Bank of China New Zealand and the Co-operative have established a RMB 1.5 billion (NZ$300 million) multi-currency bank facility including a Chinese currency component.
It is believed to be the first of its kind in New Zealand, and provides Fonterra with greater flexibility in how it funds its Chinese operations.
Bank of China established a branch in New Zealand two years ago and in that time has demonstrated its support for both Kiwi companies in China and Chinese firms and investors entering New Zealand.
Chief Executive, David Lei Wang, said annual trade between New Zealand and China had almost tripled to $23 billion since the Free Trade Agreement was signed in 2008, and Chinese banking services played an important role in fostering cross-border transactions and investment.
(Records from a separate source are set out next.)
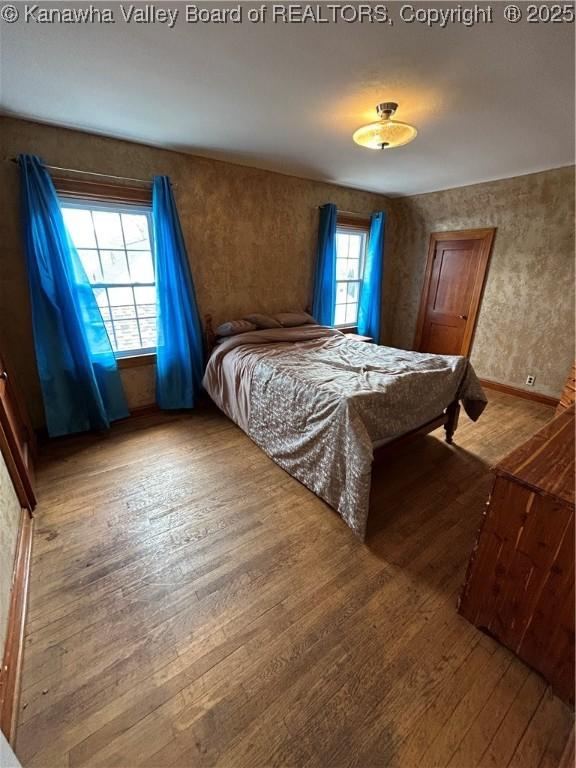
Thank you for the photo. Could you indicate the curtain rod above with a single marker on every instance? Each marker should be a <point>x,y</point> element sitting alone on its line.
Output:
<point>351,213</point>
<point>90,173</point>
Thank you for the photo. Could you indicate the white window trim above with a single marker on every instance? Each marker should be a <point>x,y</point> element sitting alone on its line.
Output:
<point>344,228</point>
<point>101,205</point>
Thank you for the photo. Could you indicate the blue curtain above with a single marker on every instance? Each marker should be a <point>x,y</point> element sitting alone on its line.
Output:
<point>324,298</point>
<point>371,295</point>
<point>81,387</point>
<point>179,356</point>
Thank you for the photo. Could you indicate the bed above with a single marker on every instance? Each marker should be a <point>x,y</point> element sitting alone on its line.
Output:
<point>322,405</point>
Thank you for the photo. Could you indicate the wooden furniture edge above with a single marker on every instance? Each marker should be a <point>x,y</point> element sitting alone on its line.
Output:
<point>448,419</point>
<point>487,233</point>
<point>567,758</point>
<point>136,361</point>
<point>14,647</point>
<point>537,397</point>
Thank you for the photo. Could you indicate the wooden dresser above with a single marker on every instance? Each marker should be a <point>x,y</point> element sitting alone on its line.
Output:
<point>520,582</point>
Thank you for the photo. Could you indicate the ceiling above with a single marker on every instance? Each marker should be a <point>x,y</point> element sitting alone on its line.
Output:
<point>489,101</point>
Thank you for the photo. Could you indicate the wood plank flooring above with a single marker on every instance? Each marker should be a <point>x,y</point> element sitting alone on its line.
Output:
<point>192,605</point>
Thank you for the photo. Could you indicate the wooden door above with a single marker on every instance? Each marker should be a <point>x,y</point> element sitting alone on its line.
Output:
<point>17,440</point>
<point>454,280</point>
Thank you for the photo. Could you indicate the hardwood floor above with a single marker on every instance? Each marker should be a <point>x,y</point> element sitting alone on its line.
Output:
<point>192,605</point>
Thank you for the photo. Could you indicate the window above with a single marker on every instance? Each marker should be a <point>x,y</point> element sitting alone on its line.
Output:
<point>114,245</point>
<point>351,241</point>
“We see great opportunities in developing more renminbi (RMB) products and tapping into China’s debt capital markets on behalf of New Zealand financial institutions and government agencies,” Mr Wang said.
Fonterra’s CFO, Lukas Paravicini, said the new debt facility underlined the Co-operative’s continued focus on building an integrated business in China.
“Bank of China has strong liquidity in renminbi and its local presence and knowledge offer us additional benefits in the rapidly developing Chinese financial markets,” Mr Paravicini said.
“Having local funding arrangements is a natural extension of our activities in China.
“This accord complements the services we receive from our broad range of banks internationally,” he said.
The Bank of China facility did not mean Fonterra was taking on more debt. Rather it offered the Co-operative alternatives and increased diversity in RMB funding sources, Mr Paravicini said.
“There is no change to our existing strategy of growing our business in China. This is simply a better way to organise the funding of that strategy.”